The INB will host its drafting group meeting from 12-16 June. In the meantime, Member States can continue to submit textual proposals by 22 April that the Bureau will compile and circulate by 22 May. The Bureau will also circulate a "Bureau Draft," or first draft, for the consideration of drafting Groups before the June Meeting. And the INB and Working Group on the International Health Regulations (WGIHR) will have a joint session with the INB.
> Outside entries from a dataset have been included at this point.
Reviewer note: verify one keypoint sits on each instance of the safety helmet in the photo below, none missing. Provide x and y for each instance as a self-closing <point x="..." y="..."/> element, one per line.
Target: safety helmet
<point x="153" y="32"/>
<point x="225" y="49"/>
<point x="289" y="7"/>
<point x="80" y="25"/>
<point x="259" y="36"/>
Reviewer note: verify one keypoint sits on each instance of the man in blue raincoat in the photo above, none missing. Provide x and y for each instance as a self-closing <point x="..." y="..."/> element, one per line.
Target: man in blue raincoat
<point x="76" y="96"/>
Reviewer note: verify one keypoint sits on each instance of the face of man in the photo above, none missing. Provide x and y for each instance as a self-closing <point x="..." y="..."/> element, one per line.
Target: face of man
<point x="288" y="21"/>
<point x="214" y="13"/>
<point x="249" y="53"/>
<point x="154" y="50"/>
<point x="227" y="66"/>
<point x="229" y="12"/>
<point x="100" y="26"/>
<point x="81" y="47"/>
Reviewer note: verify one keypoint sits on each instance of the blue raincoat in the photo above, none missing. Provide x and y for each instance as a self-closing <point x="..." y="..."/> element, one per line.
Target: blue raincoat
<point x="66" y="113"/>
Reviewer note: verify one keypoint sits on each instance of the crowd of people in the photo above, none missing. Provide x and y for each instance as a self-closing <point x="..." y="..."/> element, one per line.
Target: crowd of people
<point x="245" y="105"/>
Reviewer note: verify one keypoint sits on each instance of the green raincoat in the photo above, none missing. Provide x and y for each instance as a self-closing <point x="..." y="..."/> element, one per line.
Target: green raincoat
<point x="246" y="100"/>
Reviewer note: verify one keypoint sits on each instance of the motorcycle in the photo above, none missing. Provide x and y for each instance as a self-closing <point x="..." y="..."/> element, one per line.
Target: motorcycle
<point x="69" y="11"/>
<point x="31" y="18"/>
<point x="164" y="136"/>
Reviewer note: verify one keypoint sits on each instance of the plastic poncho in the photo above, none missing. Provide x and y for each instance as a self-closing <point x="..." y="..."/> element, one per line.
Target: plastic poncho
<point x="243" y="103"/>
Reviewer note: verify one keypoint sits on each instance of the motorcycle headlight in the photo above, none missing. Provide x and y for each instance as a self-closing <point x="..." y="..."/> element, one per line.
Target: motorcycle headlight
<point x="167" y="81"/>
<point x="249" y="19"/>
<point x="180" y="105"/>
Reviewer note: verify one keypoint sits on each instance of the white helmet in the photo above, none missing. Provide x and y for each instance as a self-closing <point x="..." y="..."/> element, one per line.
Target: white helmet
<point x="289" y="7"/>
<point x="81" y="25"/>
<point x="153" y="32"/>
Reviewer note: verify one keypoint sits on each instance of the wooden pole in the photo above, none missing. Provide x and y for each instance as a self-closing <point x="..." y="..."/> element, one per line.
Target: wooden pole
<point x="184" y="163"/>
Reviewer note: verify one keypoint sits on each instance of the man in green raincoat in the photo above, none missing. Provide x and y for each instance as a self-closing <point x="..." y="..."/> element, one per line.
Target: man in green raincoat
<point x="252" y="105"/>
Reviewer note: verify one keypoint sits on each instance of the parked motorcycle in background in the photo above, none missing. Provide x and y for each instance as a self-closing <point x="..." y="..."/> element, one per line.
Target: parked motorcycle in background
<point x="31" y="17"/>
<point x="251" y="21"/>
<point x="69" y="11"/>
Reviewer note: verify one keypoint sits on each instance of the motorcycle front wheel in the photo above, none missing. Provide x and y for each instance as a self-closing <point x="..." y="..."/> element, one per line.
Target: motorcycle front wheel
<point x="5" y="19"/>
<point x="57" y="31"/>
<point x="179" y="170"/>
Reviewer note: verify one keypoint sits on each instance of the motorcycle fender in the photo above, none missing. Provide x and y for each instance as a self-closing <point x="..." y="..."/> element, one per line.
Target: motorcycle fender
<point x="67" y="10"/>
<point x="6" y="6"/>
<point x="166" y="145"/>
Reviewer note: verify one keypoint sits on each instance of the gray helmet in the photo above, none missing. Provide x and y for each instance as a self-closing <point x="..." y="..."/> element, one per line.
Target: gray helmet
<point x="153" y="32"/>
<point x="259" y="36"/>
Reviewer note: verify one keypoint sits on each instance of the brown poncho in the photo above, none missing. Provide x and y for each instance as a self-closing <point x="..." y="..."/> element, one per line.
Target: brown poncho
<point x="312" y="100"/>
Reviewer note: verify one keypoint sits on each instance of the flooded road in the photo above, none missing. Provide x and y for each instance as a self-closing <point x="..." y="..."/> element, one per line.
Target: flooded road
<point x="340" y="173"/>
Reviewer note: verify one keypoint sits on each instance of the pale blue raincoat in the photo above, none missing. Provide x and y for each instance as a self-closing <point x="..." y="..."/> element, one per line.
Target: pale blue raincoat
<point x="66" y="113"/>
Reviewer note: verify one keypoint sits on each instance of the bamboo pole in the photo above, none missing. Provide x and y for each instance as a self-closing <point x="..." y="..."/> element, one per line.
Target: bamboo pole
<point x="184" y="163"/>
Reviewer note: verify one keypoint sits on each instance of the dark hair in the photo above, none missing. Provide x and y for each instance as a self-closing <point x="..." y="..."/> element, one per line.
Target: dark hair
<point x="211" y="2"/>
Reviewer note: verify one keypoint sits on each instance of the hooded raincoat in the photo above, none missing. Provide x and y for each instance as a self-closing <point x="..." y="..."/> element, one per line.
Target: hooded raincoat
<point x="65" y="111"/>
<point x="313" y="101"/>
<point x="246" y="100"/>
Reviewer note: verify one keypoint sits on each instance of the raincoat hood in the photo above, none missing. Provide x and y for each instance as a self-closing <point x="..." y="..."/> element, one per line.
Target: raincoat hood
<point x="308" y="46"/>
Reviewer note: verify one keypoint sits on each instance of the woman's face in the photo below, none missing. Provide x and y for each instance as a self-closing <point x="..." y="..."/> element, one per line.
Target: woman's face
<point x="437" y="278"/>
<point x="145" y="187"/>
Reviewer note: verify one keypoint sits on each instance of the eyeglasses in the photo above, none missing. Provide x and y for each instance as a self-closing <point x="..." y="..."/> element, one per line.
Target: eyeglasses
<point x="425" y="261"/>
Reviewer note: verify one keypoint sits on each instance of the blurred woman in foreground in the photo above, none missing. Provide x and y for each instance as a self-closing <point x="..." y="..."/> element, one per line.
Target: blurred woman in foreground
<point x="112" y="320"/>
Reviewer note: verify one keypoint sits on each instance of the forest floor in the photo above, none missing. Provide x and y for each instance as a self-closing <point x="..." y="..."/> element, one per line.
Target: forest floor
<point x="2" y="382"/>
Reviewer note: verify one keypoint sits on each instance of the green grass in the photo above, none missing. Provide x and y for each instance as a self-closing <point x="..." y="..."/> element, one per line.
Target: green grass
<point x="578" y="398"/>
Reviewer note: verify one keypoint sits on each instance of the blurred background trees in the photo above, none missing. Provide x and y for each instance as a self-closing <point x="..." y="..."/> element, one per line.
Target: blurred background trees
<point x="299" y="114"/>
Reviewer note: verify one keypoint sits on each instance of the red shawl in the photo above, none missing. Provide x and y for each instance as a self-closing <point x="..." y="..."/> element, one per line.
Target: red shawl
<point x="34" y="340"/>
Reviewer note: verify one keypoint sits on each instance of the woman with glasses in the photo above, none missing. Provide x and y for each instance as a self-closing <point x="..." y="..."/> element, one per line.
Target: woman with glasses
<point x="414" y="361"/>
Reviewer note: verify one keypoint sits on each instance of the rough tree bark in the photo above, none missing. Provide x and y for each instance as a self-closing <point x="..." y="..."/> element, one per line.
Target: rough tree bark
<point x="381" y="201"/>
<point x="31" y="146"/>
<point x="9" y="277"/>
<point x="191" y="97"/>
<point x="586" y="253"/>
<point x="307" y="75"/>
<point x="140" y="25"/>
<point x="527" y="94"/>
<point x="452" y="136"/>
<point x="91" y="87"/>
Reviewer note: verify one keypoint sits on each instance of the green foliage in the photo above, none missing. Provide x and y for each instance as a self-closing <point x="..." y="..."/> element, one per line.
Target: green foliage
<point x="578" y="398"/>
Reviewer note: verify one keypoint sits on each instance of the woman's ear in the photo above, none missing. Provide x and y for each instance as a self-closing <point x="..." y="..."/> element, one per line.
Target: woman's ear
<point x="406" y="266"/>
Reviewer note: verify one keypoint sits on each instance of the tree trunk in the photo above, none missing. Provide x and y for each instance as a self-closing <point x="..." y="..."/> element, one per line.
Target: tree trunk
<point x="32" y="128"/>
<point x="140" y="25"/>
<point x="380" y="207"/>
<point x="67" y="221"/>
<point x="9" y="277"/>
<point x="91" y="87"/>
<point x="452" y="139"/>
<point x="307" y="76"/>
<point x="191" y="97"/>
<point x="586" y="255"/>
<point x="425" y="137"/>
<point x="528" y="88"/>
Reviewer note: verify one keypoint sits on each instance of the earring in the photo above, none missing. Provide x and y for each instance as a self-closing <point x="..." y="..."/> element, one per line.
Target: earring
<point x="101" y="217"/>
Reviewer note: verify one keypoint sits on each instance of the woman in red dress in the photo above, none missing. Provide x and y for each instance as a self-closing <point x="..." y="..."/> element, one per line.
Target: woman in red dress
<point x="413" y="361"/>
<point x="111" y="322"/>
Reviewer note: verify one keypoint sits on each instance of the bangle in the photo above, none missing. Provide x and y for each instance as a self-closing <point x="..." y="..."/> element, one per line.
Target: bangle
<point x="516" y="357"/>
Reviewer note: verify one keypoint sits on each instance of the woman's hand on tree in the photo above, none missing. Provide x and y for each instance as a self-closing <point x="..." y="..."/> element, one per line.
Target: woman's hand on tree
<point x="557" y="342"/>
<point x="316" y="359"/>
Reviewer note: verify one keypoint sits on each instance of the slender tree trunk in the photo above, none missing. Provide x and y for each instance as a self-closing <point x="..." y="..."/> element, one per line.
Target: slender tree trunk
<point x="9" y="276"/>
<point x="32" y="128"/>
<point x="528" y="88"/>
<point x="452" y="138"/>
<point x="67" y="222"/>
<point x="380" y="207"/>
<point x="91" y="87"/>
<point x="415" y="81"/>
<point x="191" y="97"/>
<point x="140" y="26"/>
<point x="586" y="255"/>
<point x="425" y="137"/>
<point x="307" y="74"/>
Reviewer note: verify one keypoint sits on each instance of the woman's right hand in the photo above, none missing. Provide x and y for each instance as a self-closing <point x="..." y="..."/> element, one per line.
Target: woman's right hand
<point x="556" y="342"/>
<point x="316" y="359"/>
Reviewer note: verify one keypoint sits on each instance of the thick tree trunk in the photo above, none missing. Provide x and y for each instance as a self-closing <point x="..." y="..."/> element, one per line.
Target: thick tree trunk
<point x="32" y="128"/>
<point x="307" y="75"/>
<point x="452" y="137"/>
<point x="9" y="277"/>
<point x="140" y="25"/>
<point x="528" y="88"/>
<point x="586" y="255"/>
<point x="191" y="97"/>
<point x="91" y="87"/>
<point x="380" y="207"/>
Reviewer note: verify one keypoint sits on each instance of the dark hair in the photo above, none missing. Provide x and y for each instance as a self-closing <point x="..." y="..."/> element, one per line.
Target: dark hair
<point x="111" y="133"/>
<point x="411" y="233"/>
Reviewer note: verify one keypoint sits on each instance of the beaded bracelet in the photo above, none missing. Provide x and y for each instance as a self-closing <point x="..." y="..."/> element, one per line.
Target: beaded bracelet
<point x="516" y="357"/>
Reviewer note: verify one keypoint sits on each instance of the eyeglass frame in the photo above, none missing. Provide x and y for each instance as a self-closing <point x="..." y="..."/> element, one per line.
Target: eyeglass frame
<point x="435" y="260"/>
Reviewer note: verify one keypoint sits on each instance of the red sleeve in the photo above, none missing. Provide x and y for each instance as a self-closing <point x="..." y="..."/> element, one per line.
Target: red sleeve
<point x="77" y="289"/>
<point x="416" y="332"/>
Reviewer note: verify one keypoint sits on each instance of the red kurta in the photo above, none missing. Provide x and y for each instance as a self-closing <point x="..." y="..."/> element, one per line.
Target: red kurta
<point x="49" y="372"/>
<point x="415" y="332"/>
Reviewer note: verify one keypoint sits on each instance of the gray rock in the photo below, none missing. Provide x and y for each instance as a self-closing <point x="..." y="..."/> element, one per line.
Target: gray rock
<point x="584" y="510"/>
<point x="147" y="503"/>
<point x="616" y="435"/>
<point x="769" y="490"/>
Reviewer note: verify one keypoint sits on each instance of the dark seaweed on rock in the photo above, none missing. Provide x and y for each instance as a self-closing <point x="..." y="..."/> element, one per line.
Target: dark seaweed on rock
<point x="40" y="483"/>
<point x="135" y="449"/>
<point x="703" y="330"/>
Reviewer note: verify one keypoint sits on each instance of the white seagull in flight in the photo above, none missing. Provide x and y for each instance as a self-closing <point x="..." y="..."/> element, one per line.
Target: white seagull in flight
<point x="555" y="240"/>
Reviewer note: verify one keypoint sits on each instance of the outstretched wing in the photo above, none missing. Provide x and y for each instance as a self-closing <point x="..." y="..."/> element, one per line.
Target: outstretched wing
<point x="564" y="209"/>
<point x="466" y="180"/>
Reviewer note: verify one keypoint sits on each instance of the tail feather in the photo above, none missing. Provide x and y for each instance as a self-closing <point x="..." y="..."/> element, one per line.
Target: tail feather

Regarding takeaways, Member States reported that they are making progress, but it's hard to know if this is the case. The Financial Times reported that Member States continue to grapple with issues related to the scope, oversight mechanisms, and obligations of the accord, including matters related to the definition of a “pandemic,” access to outbreak areas, and resource sharing. They also noted that divisions between Member States from earlier sessions persist, particularly around pricing for countermeasures. Geneva Health Files reports that Member States are starting to develop coalitions, with Indonesia leading an equity group and a possible role for the G-77.
Against the INB’s compressed timeline and with the continued understanding that “nothing is agreed until everything is agreed,” Member States have little time to reconcile their differences on these divisive issues. That said, the mood seemed positive at the close of the meeting, with co-chair Precious Matsoso stating that it “exceeded expectations.” In the continued spirit of consensus, Chile, of the Group of Friends of the Treaty, took the floor to reiterate that the Group of Friends was happy to continue to host informal meetings to foster conversations and help reach a consensus.